Molecular diagnostics and reporting in lymphoid malignancies: Current status and beyond

Abstract

Thanks to the advent of next‐generation sequencing (NGS) technologies more than 10 years ago, the genomic landscape of most larger cancer types has been unraveled. Hematological and lymphoid malignancies were among the first cancer types to be sequenced, probably as they are more easily accessible. Based on these studies, the number of clinically relevant genetic aberrations with diagnostic, prognostic, and/or predictive impact has increased rapidly. This increases demands on molecular diagnostics to ensure that different types of genetic alterations can be readily detected in a diagnostic setting and within a reasonable time frame. For hematological malignancies, genetics have been an integral part of diagnostics since decades, including methods such as cytogenetics, fluorescence in situ hybridization (FISH) and targeted mutational analysis, and/or Sanger sequencing (Figure 1). With the more powerful NGS technologies, targeted gene panels have been added to the arsenal of methods in the diagnostic laboratory.
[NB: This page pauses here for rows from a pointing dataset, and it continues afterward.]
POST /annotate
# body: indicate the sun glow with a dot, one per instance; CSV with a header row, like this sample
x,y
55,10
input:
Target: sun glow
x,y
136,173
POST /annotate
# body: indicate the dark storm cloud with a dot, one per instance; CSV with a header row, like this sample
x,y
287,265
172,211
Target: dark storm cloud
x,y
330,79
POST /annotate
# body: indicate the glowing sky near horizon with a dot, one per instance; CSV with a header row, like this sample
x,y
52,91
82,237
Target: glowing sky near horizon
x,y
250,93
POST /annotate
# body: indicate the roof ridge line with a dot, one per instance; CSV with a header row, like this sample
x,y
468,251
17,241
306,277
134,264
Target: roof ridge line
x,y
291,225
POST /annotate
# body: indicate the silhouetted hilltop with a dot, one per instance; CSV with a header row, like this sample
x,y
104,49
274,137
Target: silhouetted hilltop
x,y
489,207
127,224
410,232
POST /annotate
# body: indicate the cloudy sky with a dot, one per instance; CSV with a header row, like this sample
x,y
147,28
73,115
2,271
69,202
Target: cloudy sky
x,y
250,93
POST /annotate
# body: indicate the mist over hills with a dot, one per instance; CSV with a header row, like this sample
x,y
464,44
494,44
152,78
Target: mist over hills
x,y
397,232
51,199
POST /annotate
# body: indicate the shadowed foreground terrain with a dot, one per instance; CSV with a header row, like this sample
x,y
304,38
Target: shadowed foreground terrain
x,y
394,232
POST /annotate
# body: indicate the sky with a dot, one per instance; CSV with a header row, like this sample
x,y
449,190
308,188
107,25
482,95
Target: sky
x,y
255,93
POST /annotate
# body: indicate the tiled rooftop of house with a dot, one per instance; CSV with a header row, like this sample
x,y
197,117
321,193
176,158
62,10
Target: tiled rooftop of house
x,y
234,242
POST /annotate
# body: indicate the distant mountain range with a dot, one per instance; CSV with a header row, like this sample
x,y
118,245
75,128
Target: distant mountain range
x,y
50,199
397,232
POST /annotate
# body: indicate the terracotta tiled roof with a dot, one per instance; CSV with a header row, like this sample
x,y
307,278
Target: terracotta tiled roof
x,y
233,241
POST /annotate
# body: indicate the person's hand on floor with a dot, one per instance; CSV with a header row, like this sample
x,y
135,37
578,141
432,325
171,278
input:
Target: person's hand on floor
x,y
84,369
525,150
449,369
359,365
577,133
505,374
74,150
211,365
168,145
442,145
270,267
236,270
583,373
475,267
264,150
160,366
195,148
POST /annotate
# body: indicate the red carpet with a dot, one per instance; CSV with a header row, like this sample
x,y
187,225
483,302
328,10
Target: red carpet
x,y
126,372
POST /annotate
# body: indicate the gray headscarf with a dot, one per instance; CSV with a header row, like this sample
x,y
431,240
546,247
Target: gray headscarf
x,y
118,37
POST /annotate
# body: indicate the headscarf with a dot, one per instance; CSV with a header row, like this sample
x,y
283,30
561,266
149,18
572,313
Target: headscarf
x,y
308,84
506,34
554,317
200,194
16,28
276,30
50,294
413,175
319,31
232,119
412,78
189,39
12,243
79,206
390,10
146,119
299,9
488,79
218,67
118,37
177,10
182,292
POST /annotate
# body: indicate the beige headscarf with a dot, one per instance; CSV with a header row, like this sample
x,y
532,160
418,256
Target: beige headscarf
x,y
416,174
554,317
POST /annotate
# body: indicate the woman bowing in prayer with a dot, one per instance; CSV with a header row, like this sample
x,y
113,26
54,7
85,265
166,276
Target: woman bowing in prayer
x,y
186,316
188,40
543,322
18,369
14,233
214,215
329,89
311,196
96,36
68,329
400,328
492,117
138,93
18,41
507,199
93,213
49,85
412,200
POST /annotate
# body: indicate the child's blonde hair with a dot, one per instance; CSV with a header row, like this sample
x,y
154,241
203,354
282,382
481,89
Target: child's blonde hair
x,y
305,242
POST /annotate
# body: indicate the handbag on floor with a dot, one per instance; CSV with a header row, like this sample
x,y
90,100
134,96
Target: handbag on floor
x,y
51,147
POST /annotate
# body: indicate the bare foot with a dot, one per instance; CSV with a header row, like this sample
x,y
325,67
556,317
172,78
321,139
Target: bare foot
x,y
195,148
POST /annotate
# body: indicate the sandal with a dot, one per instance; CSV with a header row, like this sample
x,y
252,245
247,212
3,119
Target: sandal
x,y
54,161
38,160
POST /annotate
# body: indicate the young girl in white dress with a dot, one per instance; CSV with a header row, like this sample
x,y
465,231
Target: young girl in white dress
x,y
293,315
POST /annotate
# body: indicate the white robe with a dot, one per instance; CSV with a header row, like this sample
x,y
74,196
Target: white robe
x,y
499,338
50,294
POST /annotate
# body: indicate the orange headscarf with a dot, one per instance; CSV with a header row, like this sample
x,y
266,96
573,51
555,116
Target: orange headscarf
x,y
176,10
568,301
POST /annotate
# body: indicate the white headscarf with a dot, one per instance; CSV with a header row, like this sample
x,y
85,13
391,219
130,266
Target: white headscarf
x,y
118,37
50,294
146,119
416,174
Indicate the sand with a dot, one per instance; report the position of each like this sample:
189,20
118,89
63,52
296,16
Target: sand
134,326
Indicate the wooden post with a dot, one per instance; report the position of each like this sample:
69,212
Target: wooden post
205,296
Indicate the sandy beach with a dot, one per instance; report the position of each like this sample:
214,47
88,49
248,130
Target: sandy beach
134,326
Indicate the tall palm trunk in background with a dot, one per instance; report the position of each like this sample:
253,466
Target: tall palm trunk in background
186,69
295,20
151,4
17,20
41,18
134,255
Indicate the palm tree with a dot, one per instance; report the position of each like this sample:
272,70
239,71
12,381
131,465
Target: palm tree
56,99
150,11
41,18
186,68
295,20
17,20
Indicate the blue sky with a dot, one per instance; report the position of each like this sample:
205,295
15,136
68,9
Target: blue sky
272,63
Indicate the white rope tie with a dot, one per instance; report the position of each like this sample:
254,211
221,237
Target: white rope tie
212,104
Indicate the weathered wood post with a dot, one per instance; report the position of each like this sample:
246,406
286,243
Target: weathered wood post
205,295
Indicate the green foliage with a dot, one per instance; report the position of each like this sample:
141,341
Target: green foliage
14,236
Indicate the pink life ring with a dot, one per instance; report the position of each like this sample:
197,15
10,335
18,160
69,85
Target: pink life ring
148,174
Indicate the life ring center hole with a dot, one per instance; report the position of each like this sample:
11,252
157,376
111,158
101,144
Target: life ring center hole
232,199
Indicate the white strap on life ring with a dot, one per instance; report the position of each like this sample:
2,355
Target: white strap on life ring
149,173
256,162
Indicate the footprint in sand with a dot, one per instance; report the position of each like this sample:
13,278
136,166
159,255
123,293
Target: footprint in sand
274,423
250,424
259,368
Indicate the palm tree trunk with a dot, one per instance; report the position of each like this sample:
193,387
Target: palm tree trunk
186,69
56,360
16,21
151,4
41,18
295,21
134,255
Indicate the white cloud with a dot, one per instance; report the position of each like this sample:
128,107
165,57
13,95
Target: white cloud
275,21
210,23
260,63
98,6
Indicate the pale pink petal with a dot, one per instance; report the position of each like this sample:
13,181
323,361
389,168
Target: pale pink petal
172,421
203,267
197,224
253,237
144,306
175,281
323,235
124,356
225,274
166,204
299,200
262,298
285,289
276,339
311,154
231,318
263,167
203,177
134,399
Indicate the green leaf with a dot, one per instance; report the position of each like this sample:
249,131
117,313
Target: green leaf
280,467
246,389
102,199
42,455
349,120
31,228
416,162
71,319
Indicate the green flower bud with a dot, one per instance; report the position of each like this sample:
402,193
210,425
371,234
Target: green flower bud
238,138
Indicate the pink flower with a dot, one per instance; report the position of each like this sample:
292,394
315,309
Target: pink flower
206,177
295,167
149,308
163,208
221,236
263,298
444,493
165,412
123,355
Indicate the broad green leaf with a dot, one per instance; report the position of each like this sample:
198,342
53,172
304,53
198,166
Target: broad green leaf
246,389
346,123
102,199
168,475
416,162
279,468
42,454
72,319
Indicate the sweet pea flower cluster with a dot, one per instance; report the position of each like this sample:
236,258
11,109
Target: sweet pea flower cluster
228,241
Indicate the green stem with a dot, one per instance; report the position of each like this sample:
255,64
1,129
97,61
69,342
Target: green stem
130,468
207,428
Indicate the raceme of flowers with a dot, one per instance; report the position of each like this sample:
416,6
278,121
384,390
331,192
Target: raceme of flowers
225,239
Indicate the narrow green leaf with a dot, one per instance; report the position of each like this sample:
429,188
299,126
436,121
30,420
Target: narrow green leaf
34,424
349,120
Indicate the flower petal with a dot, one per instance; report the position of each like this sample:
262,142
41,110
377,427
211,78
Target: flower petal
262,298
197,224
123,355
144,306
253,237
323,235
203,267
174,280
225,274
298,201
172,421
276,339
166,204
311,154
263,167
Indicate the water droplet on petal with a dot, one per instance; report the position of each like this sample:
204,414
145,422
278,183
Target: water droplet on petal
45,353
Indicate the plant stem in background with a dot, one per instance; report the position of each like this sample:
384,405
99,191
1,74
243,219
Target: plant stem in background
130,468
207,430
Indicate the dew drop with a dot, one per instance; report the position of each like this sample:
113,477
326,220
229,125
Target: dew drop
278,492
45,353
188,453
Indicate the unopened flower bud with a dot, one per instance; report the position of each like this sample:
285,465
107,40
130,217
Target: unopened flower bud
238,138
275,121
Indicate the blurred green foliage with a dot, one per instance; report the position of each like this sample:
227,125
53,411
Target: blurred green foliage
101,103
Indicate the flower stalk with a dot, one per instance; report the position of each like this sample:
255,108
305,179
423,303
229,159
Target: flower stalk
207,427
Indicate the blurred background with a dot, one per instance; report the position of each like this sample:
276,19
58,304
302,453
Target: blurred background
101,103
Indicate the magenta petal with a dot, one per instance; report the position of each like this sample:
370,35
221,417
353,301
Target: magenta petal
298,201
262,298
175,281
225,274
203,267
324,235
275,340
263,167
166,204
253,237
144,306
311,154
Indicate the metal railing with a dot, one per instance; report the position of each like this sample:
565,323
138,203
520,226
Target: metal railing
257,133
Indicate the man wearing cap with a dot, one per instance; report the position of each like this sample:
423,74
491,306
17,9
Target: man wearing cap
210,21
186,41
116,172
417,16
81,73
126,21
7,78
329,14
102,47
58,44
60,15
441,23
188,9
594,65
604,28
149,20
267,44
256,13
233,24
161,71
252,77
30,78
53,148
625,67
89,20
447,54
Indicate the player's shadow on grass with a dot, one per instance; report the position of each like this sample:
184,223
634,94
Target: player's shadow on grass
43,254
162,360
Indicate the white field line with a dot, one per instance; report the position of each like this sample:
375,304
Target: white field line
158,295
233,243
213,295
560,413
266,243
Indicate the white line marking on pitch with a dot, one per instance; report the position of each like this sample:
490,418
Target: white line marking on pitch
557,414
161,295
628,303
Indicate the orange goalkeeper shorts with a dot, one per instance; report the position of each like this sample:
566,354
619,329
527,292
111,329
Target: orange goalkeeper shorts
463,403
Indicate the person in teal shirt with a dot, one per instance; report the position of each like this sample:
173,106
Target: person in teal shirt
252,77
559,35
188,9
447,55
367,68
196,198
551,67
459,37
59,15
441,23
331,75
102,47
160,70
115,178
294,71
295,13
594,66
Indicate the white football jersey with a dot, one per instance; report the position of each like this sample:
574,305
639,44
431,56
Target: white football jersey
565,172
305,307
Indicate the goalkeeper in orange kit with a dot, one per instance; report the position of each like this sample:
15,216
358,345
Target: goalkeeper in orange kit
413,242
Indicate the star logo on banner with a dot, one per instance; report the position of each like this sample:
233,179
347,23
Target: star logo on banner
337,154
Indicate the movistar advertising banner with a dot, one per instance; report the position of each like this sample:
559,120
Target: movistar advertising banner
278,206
Regardless of the type of diagnostic test, it is essential to harmonize methodology according to international standards and guidelines. To ensure comparable results, especially in multicenter studies, it is equally important that the interpretation of the results and the clinical reporting follow established guidelines. This is particularly relevant as genetic test results are becoming more complex with different NGS assays covering a range of different genetic aberrations. This paper gives an overview of different state‐of‐the‐art molecular technologies that are applied in clinical diagnostics of lymphoid malignancies, their advantages, and limitations. It also discusses aspects that need to be considered to harmonize clinical interpretation and reporting of NGS data.